Theory of Nuclear Fission

TL;DR

This paper provides a comprehensive overview of the theoretical methods used to describe nuclear fission, a complex quantum process with significant implications in both technology and astrophysics.

Contribution

It offers an extensive review of current theoretical approaches to modeling nuclear fission, highlighting challenges and advancements in the field.

Findings

Summarizes key theoretical models of nuclear fission.

Identifies challenges in achieving accurate simulations.

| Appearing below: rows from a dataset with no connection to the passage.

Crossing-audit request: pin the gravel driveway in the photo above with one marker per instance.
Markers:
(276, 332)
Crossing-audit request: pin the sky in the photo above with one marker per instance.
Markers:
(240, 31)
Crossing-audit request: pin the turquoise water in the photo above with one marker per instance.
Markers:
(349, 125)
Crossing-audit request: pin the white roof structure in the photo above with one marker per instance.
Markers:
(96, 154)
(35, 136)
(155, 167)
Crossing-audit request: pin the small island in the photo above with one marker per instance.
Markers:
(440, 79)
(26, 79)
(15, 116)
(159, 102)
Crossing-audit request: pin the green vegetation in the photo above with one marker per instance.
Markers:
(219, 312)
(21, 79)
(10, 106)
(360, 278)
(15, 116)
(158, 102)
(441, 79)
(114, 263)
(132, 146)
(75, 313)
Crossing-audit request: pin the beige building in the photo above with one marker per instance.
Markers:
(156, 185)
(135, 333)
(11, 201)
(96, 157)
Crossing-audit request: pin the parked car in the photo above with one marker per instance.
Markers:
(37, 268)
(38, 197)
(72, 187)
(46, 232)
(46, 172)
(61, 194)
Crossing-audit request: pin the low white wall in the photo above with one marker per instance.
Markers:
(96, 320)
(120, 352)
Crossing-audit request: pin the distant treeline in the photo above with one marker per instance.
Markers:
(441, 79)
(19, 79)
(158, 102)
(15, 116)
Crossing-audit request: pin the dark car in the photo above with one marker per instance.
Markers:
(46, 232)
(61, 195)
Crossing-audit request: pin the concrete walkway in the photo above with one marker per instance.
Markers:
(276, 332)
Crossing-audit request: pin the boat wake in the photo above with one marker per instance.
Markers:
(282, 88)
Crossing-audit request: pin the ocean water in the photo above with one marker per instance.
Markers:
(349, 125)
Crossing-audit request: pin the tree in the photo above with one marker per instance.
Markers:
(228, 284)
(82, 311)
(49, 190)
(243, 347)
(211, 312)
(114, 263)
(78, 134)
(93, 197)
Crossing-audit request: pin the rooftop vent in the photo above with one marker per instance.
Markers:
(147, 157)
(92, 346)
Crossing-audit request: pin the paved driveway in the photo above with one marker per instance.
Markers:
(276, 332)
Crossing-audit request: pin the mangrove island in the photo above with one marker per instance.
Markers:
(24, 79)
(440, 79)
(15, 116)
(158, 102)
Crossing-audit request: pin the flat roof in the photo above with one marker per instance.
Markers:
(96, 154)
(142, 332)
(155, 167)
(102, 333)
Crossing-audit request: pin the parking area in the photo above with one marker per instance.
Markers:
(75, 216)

Discusses the role of fission in astrophysics and technology.

Abstract

Atomic nuclei are quantum many-body systems of protons and neutrons held together by strong nuclear forces. Under the proper conditions, nuclei can break into two (sometimes three) fragments which will subsequently decay by emitting particles. This phenomenon is called nuclear fission. Since different fission events may produce different fragmentations, the end-products of all fissions that occurred in a small chemical sample of matter comprise hundreds of different isotopes, including $\alpha$ particles, together with a large number of emitted neutrons, photons, electrons and antineutrinos. The extraordinary complexity of this process, which happens at length scales of the order of a femtometer, mostly takes less than a femtosecond but is not completely over until all the lingering $\beta$ decays have completed - which can take years - is a fascinating window into the physics of atomic nuclei. While fission may be more naturally known in the context of its technological applications, it also plays a pivotal role in the synthesis of heavy elements in astrophysical environments. In both cases, experimental measurements are not sufficient to provide complete data. Simulations are needed, yet at levels of accuracy and precision that pose formidable challenges to nuclear theory. The goal of this article is to provide a comprehensive overview of the theoretical methods employed in the description of nuclear fission.